The mass protest was held under the platform of “Save UNILAG Coalition” comprising the National Association of Nigerian Students (NANS), the Alliance of Nigerian Students against Neoliberal Attacks (ANSWER), the Tai Solarin University of Education (TASUED) Students Union Government (SUG), Education Rights Campaign (ERC), the Students and Youth Activist Support Initiative (SYASI), United Action for Democracy UAD, the Nigeria University Education Students Association (NUESA) and a host of other civil societies.
The downpour did not deter the protesters.
Two of them were injured as the Sabo Police Division attempted to stop them from entering the school.
A protester, Seyi Daniels, said the police tried to stop the students with teargas and guns.
“Stopping students’ right is giving our nation false hope.
Management has locked the school gate because of the protest.

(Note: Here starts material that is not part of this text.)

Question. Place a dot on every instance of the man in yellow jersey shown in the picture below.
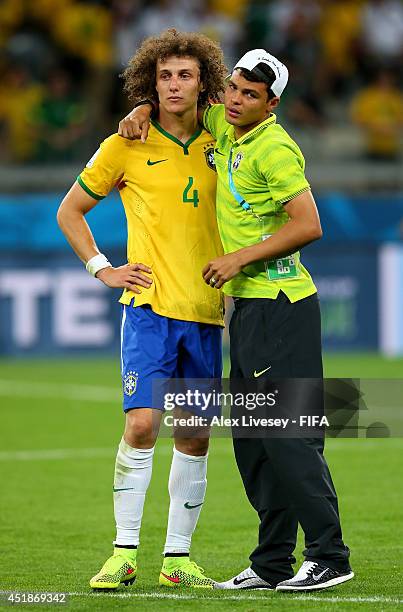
(266, 213)
(172, 321)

Students and commuters are stranded,” he said.
Lagos police command’s spokesman, Olarinde Famous-Cole, an Assistant Superintendent of Police (ASP), said they were not aware of any protest.
The Save Unilag Coalition Secretary, Juwon Sanyaolu, said the rusticated students were only expressing their feelings about the condition of the university hostel.
Sangolu said: “Between April 6 and 8 last year, UNILAG students protested bad welfare condition on the campus. Even a chicken cannot survive in that school hostel for a week and yet you put human beings there. You stock 20 of them despite paying N26,000 for accommodation fee in a rat hole you call a hostel. That was the condition these students protested against.
Instead of listening to the demands of these students, they rusticated 11 of them and subsequently disbanded the students’ union.
We cannot continue to run a university like a prison camp and expect a meaningful development. Therefore these students who are not criminals should be reinstated with immediate effect.
“Today, the condition of living is quite abysmal. It has not changed. The students are not protesting not because they are not in support, but because the management has forced them to signed an indemnity form.
The form contains pages, paragraphs that do not only violate humanity but violate the constitution. On this note, we say the management should reverse the obnoxious policies and restore immediately a better condition of living in the university.
He added: “The management increased the accommodation fee of post-graduate students from N60,000 to N120,000. The students wrote a letter, demanding a review of the increment.
The next thing the management did was to ask about 40 students to face a disciplinary panel.
The government is not even paying the N18,000 minimum wage; they are owing our parents salaries, commodities are high, families can hardly boast of two square meal per day and yet you are increasing fee under this biting recession, how thoughtless can that be?
You want to victimise them with a vindictive panel instead of reasoning with their demands. The panel that was set up should be disbanded. Our students should be granted freedom of speech.”
National Association of Nigerian Students (NANS) Lagos chapter chairman Moses Adewale said the students union should be given freedom to operate.
“The management has chosen not to make these students valuable for themselves and their families. The condition of the students in the school is unfavourable. The students are being treated like kids forgetting that a tertiary institution is made up of adolescents and youths.
The institution is beyond going to the classroom to receive lecture. Our students need to be socially involved.
Having a union has nothing to do with politics. It is supposed to fight for the rights of our students. How could the UNILAG management just believe that they have the constituted authority to dissolve the union?”
Head of ERC, Lagos State University (LASU) chapter, Dhikrullahi Aasim Akorede, said: “We are here to fight against any form of victimisation in the educational sector. Our concern is that why should the management rusticate a student based on the article he wrote on social media.
If at all they want justice to reign, they should sue him to court. That is an infringement on the right to expression. We are demanding they reinstate Femi Adeyeye and the 10 others.
We were in the rain all through to make our demand. Two of our members were arrested because the victims of the struggle requested that we follow them in.
UNILAG Deputy Registrar, Information Unit, Mr Toyin Adebule, said “This is to inform the general public that the University of Lagos students are not protesting. The gathering outside the university gate consists of rusticated students and allies. They have challenged the university in court and the case has been struck out. Let me assure you that lectures are ongoing without any form of disruption.”